Back on the pontoon, Allan insisted we go at once for a swim. At one side of the pontoon metal steps led into the water. At the top of the steps were large bins containing flippers, snorkels, and masks. We kitted up and plopped in. I had assumed that we would be in a few feet of water, so I was taken aback—I am putting this mildly—to discover that I was perhaps 60 feet above the bottom. I had never been in water this deep before, and it was unexpectedly unnerving—as unnerving as finding myself floating 60 feet in the air above solid ground. This panicky assessment took place over the course of perhaps three seconds; then my mask and snorkel filled with water and I started choking. Gasping peevishly, I dumped the water out and tried again, but almost immediately the mask filled again. I repeated the exercise two or three times more, but with the same result. Allan, meanwhile, was schussing about like Darryl Hannah in Splash.

"For God's sake, Bryson, what are you doing?" he said. "You're three feet from the pontoon and you're drowning."

"I am drowning." I caught a roll of wave full in the face and came out of it sputtering. "I'm a son of the soil," I gasped. "This is not my milieu."

He clucked and disappeared. I dipped my head lightly under to see him shooting off like a torpedo in the direction of a colorful maori wrasse—an angelfish the size of a sofa cushion—and was consumed once more with a bubbly dismay at the unimagined depth beneath me. There were big things down there, too—fish half as big as me and far more in their element than I was. Then my mask filled and I was sputtering again. Then another small rolling wave smacked me in the face. I must confess that I liked this even less—quite a good deal less—than I had expected to, and I hadn't expected to like it much.

Interestingly, because snorkelers lie on the water with their arms and legs spread and their face just under the surface—that is, in the posture known as the dead man's float—it isn't possible (or so I am told) to tell which people are snorkeling and which are dead. It's only when the whistle blows and everyone gets out except for one oddly inert and devoted soul that they know there will be one less for tea. Fortunately, I managed to haul myself back onto the
pontoon. I took a seat on a deck chair and toweled off with Allan's shirt.
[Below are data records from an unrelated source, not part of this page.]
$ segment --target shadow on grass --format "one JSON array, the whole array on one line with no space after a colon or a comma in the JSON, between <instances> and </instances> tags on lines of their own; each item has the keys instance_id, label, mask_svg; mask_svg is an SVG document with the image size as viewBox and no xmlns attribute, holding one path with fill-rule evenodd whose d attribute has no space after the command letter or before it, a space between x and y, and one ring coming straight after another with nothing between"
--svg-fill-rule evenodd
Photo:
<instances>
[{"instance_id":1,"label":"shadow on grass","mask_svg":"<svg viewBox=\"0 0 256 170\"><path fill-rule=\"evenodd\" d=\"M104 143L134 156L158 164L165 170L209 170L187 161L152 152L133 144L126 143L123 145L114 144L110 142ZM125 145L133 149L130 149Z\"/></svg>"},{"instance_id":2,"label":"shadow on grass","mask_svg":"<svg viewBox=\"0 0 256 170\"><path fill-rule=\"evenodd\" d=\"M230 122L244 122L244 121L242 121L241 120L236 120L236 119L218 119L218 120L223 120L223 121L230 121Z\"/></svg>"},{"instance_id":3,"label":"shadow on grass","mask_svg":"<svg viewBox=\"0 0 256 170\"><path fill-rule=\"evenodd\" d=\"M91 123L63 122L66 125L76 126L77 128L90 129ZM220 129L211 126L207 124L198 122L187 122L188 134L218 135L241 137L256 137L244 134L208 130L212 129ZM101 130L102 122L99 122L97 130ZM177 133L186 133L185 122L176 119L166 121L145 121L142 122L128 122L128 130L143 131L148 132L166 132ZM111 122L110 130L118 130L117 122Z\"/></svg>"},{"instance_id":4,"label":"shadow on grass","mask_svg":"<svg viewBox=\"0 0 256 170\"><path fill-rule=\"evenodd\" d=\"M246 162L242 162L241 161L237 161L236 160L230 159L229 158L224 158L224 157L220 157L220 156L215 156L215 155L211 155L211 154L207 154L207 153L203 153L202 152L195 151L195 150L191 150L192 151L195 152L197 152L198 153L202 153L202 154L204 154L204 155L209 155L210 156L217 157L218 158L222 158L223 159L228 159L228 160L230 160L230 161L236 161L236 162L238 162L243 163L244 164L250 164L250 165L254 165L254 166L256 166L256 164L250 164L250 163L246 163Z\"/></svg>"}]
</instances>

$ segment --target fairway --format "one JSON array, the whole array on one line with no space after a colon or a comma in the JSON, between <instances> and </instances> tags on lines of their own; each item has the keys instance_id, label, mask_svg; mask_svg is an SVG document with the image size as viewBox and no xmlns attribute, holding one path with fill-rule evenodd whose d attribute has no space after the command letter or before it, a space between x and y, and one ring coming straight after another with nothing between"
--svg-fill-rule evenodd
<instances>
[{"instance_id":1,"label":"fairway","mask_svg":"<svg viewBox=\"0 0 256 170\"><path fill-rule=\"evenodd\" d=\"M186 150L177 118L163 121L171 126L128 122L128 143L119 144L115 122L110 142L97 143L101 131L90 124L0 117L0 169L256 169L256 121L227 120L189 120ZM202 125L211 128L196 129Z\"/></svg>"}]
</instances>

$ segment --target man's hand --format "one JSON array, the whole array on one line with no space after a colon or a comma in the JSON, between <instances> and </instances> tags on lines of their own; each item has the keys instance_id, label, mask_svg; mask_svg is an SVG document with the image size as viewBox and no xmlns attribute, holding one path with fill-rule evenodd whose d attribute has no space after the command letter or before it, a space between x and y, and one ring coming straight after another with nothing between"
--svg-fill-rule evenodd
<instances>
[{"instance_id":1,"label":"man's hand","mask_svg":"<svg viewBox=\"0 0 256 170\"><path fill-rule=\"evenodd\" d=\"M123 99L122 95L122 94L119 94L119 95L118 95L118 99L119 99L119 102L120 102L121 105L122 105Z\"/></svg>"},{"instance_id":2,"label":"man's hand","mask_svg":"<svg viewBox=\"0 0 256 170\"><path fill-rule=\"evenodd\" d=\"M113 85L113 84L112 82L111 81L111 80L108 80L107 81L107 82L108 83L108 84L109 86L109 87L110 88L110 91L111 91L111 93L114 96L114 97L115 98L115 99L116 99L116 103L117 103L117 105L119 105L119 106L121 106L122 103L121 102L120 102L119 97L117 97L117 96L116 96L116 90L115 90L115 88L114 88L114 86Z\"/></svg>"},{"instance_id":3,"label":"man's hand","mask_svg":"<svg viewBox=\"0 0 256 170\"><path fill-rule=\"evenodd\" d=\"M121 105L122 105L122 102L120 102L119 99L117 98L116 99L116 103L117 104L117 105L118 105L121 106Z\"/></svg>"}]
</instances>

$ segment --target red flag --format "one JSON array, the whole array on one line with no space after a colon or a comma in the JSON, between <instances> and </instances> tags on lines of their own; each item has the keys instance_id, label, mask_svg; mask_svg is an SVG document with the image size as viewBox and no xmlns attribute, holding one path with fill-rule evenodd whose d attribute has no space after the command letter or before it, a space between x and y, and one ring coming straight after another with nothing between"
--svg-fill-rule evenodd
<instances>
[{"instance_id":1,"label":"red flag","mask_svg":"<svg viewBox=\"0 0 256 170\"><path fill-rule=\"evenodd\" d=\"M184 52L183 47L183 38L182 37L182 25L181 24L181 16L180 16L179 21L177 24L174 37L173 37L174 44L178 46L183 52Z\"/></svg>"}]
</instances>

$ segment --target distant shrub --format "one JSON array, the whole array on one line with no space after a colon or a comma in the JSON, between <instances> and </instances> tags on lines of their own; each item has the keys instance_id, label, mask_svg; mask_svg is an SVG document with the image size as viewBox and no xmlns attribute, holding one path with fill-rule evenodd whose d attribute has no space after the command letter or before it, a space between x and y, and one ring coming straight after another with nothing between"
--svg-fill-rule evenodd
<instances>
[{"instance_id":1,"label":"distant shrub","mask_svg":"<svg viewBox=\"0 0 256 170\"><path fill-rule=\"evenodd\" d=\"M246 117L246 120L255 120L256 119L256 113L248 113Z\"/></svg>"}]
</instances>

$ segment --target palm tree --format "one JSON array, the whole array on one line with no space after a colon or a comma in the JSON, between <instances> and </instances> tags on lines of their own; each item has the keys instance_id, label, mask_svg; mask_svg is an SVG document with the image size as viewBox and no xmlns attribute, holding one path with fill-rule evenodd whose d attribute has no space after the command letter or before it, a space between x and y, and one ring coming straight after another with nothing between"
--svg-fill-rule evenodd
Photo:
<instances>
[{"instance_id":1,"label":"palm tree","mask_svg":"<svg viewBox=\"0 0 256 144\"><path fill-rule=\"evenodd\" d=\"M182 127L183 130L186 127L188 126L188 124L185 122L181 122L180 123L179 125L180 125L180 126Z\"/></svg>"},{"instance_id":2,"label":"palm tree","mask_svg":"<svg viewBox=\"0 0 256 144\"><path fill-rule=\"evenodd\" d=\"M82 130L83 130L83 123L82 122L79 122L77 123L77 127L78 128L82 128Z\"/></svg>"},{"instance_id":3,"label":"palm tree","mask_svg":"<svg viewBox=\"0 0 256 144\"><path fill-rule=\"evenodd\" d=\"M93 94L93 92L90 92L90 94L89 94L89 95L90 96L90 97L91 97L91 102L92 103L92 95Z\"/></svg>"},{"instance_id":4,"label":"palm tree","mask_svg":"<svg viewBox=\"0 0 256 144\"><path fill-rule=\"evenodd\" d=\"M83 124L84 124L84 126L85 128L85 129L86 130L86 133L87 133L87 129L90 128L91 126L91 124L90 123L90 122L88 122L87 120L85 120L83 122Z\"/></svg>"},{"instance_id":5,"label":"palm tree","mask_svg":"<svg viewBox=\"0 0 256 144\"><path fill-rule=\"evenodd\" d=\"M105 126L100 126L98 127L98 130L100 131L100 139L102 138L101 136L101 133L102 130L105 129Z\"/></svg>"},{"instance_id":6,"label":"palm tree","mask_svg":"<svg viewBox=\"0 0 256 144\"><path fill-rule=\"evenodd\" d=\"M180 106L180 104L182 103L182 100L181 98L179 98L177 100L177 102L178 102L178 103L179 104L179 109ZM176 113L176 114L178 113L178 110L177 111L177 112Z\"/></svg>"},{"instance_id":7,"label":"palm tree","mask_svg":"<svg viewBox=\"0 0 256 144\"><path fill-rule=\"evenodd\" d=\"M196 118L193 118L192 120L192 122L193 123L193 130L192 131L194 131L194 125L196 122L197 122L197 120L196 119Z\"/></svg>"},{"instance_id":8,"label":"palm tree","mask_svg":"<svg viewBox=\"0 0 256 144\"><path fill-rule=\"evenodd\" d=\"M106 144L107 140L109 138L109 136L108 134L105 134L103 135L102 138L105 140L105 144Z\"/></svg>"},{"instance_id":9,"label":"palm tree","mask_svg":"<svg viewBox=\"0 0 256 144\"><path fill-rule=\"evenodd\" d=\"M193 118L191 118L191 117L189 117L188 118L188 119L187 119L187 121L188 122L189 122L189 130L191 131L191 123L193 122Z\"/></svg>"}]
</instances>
Allan emerged at last, looking invigorated and holding in his stomach in a manner that recalled Jeff Chandler in some of his later films, chattering with tedious gusto about what a brilliant experience it had been and what an egregious wimp I was. He slipped on his shirt and fell into the chair beside me, looking very happy. Then he sat up and patted himself extravagantly.

"This shirt's wet," he announced.

"Is it?" I said, frowning with concern.

"It's wringing wet."

I touched it lightly. "Why, yes it is."